Even more, we’ve finally got globalism to worry about. What is that, you say? Well, we’ve spent the last 40 years sending our cash off to countries who make us cheap consumer goods, and now they’ve ramped their economies up to compete with ours — and in some cases, they’re so much bigger we’re the ones at a stark disadvantage:

The prices of imported consumer goods will rise with increasing labor costs in emerging economies. China’s nominal GDP is growing at about 20 percent per year. The odds are that its labor costs will surge as its worker shortage bites.

Lastly, labor in the West will demand wage increases to compensate for current and future inflation. One may argue that high unemployment rates will keep wages in check. Think again. In the 1970s, the U.S. suffered a wage-price surge even with high unemployment because workers saw through the Fed’s “growth first and inflation be damned” intention.

In 2012, the Fed will run out of excuses not to raise interest rates. As the excess liquidity in the global economy will be gigantic by then, the tightening will probably trigger a global crisis as asset bubbles burst. – Bloomberg

Americans would be content to act like this year is a repeat of 1945, 1968 or even 1987, when despite some hiccups our economy was still riding the post-war wave of wealth to dominate the world. Times have changed while you slept, American consumers. Now everyone else wants their piece of the pie, too, and they can out-compete us on cost, and probably more things as time goes on. With no really striking innovations waiting in the pipe, we also have to wonder: can we keep a lead as the designers of microchips, inventors of DNA tests and makers of hip movies that we have been as part of our “service economy”?

The Soviet Union died for many reasons, but the biggest was perhaps that it became the Communist version of the service economy, which is a dogma economy. A huge and calcified bureaucracy appeared which kept a few elites in power at the expense of the rest of society. These elites in turn demanded that everyone else obey the dogma, and filtered out those who violated dogma, which ensured their power but threw out legitimate, insightful critique along with the agitators.
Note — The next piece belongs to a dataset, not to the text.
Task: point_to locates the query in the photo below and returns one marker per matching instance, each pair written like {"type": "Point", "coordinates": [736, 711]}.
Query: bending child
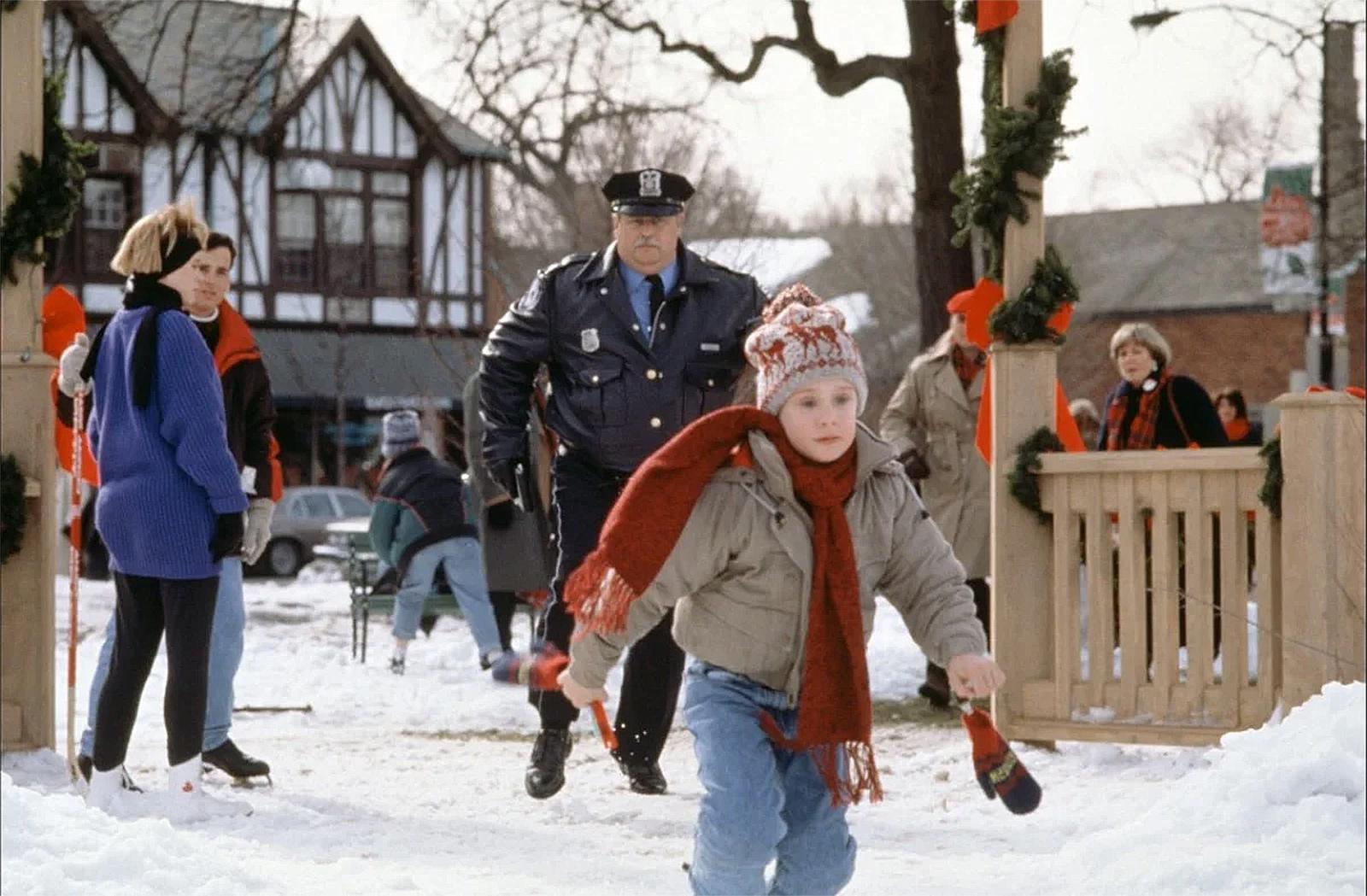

We don’t have that kind of dogma elite here in the West, do we? Well… sort of. Just like the Soviets, we have expanded government into an industry. The single greatest increase in costs since 1945 has been the expenditure of the government on its citizens, through welfare and social programs. In turn, that employs a huge subsidized bureaucracy. Saying anything that deprives that bureaucracy of its legitimacy is now a big unhappy taboo.